How Nats plan to protect Soto after losing Rendon

By 106.7 The Fan

Nationals GM Mike Rizzo doesn't expect a significant drop-off from Juan Soto with Anthony Rendon now on the Angels.

"I don't think it's going to be as drastic as we think, just because Anthony (Rendon) hit in front of him, so the same guys protecting him last year will protect him this year," Rizzo told The Sports Junkies Monday in West Palm Beach. "Although you had a guy on base 40 percent of the time in Rendon, so there was a lot of traffic for Soto and that's going to be our idea this year, is to have enough traffic out there so they have to pitch to him."

Last season Soto batted behind Rendon, who had a career year in 2019. The thinking goes that if Rendon got on base, teams were more likely to pitch to Soto with a runner on base, otherwise risk allowing an even bigger inning by giving whoever was hitting behind Soto two runners on base. So in that way, Rendon – with his .412 on-base percentage – served as a shield for Soto, who saw significantly better pitches as a result.

With Rendon gone, it will more frequently be the hitters behind Soto offering him protection, Rizzo explains.

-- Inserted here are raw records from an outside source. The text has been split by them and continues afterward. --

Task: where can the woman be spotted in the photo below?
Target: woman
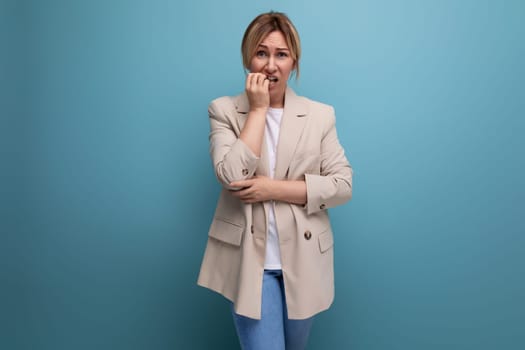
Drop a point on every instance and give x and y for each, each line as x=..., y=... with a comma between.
x=281, y=166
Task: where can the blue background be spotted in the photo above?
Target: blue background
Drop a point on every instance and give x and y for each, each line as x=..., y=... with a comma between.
x=107, y=190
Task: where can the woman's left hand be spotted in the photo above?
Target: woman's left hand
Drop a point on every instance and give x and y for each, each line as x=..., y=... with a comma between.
x=256, y=189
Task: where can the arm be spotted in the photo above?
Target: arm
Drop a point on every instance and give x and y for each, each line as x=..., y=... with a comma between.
x=236, y=157
x=334, y=184
x=262, y=188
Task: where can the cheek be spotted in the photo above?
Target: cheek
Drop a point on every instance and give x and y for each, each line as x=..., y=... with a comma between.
x=255, y=66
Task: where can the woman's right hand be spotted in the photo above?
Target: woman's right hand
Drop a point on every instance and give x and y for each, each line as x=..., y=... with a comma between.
x=257, y=89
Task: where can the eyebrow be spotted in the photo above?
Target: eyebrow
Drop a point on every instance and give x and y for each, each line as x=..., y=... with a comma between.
x=279, y=48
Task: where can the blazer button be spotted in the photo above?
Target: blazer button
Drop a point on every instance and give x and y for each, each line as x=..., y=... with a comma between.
x=307, y=235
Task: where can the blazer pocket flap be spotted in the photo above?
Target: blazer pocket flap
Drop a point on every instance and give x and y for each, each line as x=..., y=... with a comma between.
x=326, y=240
x=226, y=231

"If they don't pitch to him, then that could lead to a huge inning, because we've got very, very capable hitters behind him," he said. "He's going to get his walks no matter what, and some guys are gonna pitch around him like they did last year, even if Babe Ruth was behind him.

"He's that kind of hitter right now. Everyone circles his name whenever we come into town – this guy's not going to beat us – and I don't think that it's going to affect his approach at the plate or his numbers."

Soto made his presence known last season, hitting 34 homers and driving in 110 runs in 2019, and in 2020, the expectations will be even higher. In the past, opposing teams had to game plan for guys like Bryce Harper and Rendon. Now, they'll all be locked in on shutting down No. 22.

Opening Day is rapidly approaching, and opposing teams are circling for what they're going to do when Childish Bambino steps to the plate.